Tiyatro sahnesinden geçmeden sıra ve sinemada oynamamak gerektiğini sözlerine ekleyen başarılı oyuncu, “Tiyatrocu olacaksınız ki sinemada ya da dizilerde kendinizi gösteresiniz. Tiyatroda yaşamadan, sahneye çıkmadan bir şey yapılabileceğine inanmıyorum.” değerlendirmesinde bulundu.
“İNSANI ANLATMAK ZOR”
Oyuncu Güney, sanatın evrensel olduğunun altını çizerek, “Yani bütün insanları ve insani duyguları kapsayan, o duyguları anlatan sanat tiyatrodur. Kin, nefret ve kıskançlık gibi Shakespeare’in ele aldığı duygular, bütün insanlarda var” diye konuştu.
Tiyatronun 6. ana sanat dalı olduğunu aktaran Güney, 5 ana sanat dalının birleşiminden meydana gelen tiyatroda, bire bir ve diri olarak performans sahnelendiği için, izleyenlerin bambaşka yerlere gittiğini kaydetti.

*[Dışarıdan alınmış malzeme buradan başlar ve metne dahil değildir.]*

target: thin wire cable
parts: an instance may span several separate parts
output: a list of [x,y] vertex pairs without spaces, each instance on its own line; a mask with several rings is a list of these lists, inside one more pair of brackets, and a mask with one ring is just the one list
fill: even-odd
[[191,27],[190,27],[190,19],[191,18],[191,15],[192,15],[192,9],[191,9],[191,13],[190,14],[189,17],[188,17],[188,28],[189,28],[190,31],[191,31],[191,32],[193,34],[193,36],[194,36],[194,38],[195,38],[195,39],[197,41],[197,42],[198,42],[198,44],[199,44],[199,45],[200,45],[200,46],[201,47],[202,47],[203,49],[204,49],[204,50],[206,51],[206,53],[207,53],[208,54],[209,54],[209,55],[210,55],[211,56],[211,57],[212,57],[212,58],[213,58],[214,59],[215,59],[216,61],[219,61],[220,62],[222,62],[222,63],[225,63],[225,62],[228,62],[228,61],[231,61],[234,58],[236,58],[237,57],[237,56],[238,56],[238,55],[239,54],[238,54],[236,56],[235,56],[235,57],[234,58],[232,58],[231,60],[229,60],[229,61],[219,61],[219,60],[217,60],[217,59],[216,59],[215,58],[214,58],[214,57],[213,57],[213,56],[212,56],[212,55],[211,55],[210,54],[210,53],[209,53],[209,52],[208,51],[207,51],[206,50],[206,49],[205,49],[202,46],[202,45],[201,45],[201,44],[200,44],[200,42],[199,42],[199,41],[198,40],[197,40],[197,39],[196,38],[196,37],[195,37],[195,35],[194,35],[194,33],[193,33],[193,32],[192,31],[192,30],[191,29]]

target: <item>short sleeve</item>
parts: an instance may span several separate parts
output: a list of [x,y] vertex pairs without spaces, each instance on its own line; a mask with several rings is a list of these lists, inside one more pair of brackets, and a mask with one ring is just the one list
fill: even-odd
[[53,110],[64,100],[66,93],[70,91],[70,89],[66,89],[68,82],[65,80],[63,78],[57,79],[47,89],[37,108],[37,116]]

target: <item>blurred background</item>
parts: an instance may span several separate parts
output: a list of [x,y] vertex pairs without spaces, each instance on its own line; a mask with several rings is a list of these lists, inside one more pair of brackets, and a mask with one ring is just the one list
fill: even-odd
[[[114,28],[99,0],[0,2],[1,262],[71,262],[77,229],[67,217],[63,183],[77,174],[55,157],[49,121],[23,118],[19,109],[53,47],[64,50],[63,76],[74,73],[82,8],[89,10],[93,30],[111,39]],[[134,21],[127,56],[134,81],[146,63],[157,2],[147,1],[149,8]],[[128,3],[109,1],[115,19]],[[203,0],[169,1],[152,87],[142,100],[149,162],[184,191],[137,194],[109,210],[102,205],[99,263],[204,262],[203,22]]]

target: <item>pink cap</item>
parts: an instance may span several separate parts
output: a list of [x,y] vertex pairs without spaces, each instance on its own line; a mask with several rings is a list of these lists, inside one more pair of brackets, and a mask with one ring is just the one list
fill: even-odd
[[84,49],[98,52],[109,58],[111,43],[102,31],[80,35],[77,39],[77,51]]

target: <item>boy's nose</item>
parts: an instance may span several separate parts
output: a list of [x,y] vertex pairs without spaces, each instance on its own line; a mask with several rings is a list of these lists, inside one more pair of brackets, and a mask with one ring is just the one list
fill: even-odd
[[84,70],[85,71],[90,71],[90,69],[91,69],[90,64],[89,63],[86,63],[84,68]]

Mutlu Güney tiyatronun, izleyenin beynindeki kılcal damarları açan bir sanat olduğunu vurgulayarak, şöyle devam etti: “Her şey sanat olamıyor tabii. Günümüzde artık skeçler de sanat mıdır diye tartışılabilir ama Haldun Taner’in skeçleri başka. Taner, ‘Gözlerimi Kaparım Vazifemi Yaparım’ gibi skeçleriyle vardır ve bunlarla topluma bir şey anlatır. Toplumsal bir neticeye varmak için toplumsal bir olayı anlatmaya çalışır. Bireysel olaylardan yola çıkmaz. İnsanları ilgilendiren toplumsal bir olaya parmak basar. Kişilerin bireysel sorunlarına parmak basanlar topluma bir şey anlatamadıktan sonra benim için sanat değil, gösteridir. Çünkü bir alt yapısının olması gerekiyor.”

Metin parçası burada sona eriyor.